Nous faisons et ressentons ce que les autres autour de nous font et ressentons, et nous jugeons notre propre niveau de bien-être et de privation en regardant autour de nous. Vous avez besoin d'une voiture lorsque la plupart des autres membres de votre communauté conduisent des voitures, ce qui sape le système de transport public. Vous voulez de nouveaux gadgets brillants non seulement parce qu'ils sont beaux (ce qu'ils sont souvent), mais parce que vos amis les ont. Nos propres attentes ont aussi leur importance. Vous vous sentez à l'étroit dans un appartement de deux chambres parce que vous avez toujours vécu dans une grande maison; Si vous aviez toujours vécu dans un appartement d'une chambre à coucher, votre nouveau se sentirait spacieux.

Une autre raison centrale concerne le statut. Beaucoup de gens pensent à tort à la recherche d'un état d'esprit inconscient quand ils réfléchissent à la raison pour laquelle nous faisons comme les autres – et ils désapprouvent généralement. Mais comme Adam Smith l'a expliqué dans The Wealth of Nations , les préoccupations concernant le statut n'indiquent pas toujours la vanité: c'est le respect de soi, pas la vanité, qui exige que nous ayons certaines choses autour de nous. À l'époque de Smith, il y avait des chaussures en cuir et des chemises en lin pour tous ceux qui voulaient apparaître en public. Aujourd'hui, c'est la dernière iThing.

Le point de Smith était psychologique: le respect de soi est autant un besoin humain que de la nourriture et de l'eau. Mais le niveau de consommation dont nous avons besoin pour le respect de soi vient de l'extérieur et non de l'intérieur.
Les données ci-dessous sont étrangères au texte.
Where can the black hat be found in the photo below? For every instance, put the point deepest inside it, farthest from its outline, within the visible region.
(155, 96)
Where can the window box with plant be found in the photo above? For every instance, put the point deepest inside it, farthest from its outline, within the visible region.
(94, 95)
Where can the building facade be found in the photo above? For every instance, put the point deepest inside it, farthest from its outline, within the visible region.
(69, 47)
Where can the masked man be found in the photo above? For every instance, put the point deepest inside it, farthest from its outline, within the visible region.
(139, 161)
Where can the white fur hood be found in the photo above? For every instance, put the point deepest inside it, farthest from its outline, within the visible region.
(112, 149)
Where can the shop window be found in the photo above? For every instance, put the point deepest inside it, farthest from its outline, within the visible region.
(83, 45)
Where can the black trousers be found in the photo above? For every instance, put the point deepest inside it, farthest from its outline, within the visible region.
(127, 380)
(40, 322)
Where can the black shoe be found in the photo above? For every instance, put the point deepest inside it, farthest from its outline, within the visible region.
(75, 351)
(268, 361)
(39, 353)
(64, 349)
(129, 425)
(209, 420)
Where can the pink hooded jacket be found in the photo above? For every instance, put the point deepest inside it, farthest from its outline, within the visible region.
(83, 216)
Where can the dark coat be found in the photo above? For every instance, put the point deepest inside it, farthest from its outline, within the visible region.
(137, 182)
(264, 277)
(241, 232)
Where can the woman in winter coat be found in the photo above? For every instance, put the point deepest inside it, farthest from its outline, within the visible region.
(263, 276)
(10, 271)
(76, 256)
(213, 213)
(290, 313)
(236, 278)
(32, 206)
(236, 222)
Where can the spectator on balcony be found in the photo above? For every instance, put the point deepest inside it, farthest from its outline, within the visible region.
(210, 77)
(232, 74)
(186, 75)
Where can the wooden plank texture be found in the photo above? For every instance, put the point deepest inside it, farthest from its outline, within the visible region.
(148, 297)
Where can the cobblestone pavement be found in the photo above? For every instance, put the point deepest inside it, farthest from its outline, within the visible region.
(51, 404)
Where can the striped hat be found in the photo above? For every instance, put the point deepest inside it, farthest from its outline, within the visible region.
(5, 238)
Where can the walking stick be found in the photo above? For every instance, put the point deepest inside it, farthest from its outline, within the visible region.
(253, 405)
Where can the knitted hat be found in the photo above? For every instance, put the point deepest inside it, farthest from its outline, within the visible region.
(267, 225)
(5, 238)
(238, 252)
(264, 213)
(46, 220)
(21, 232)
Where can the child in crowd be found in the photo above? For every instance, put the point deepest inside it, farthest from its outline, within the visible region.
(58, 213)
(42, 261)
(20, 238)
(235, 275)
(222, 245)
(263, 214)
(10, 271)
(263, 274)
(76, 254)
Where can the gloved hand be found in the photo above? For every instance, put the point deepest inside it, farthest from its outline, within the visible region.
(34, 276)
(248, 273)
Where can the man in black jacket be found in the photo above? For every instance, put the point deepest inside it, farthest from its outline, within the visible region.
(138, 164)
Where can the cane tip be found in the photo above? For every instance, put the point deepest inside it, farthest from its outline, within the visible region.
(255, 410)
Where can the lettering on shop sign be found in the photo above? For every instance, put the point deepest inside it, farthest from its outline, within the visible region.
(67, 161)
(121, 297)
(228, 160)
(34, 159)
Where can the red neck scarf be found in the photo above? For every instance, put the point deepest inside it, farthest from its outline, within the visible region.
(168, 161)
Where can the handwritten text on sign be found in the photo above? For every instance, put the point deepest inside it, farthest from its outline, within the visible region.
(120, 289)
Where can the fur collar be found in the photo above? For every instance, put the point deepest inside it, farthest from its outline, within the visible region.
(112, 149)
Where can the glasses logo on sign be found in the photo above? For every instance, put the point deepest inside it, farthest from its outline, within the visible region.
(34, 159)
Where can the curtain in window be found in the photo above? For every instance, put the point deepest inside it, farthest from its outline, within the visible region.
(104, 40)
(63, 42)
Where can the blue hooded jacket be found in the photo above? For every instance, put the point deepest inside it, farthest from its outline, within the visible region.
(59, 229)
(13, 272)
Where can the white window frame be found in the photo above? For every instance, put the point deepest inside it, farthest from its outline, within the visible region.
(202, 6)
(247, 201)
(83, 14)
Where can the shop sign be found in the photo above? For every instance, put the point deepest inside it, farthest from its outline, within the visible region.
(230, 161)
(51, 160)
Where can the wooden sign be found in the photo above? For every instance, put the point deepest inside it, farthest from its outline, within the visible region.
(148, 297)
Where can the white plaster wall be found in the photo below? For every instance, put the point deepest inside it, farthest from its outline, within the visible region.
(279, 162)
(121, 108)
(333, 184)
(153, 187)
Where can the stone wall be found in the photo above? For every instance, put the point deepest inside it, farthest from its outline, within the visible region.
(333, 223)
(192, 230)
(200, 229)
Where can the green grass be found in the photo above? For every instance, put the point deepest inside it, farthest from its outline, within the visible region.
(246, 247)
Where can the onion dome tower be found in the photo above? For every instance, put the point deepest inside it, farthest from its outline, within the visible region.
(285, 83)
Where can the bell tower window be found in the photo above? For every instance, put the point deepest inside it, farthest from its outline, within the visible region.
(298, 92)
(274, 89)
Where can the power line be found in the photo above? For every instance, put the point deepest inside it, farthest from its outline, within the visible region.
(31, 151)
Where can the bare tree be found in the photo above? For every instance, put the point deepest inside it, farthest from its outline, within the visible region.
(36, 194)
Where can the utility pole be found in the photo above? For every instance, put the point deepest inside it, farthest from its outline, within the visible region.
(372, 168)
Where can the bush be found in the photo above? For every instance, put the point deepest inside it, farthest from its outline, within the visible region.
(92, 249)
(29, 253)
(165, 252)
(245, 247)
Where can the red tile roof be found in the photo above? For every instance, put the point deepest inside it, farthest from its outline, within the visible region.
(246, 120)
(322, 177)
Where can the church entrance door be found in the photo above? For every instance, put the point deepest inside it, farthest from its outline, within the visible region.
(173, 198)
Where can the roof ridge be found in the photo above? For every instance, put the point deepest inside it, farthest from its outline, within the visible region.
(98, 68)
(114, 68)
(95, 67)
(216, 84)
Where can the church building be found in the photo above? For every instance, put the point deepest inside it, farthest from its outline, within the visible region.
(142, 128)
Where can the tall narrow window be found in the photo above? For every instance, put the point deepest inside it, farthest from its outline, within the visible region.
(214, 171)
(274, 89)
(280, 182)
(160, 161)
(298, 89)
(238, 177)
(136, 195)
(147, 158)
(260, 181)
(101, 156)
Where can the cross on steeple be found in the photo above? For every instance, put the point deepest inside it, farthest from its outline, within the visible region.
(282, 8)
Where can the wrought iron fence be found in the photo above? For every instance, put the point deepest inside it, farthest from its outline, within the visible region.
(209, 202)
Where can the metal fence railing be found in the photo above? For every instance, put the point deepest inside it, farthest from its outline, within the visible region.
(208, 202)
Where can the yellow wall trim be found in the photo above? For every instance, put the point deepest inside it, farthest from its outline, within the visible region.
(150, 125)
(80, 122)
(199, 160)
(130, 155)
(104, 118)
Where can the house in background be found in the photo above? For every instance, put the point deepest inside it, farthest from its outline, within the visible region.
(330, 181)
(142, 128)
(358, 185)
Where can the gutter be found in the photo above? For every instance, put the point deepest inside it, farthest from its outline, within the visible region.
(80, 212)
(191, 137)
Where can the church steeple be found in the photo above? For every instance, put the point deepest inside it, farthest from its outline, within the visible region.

En d'autres termes, la privation est souvent relative. De la signification de la privation relative, captée dans ces exemples, il s'ensuit que si nous pouvons induire un changement collectif, nous pouvons éviter d'imposer des exigences excessives à la volonté et au caractère humains individuels; faire plus pour les autres ne sera pas comme le sacrifice de soi. Des économistes comme Richard Easterlin ont montré que l'augmentation de la consommation n'augmente pas le bonheur (voir, par exemple, ici et ici). Robert Frank a rendu ces idées populaires dans des œuvres comme Choosing the Right Pond et Luxury Fever . Un corollaire est que la réduction de la consommation collective dans les pays riches – importante, par exemple, pour ralentir le changement climatique – n'a pas besoin de faire une brèche significative dans le bien-être des gens.

Concevoir le lieu de responsabilité de la réduction de la pauvreté comme résidant dans le groupe plutôt que dans l'individu a du sens à bien des égards. La pauvreté mondiale ne peut être démêlée des caractéristiques structurelles profondes des institutions. Les gens confortables participent à ces institutions comme de minuscules éléments dans un web complexe. En agissant seuls, ils peuvent rarement faire de grandes différences, ce qui peut faussement rendre vaines les actions individuelles.

Prêter attention à la psychologie humaine indique des moyens de réduire la pauvreté sans faire des exigences onéreuses sur les simples mortels. Dans les prochains articles, j'explorerai des exemples de cette approche.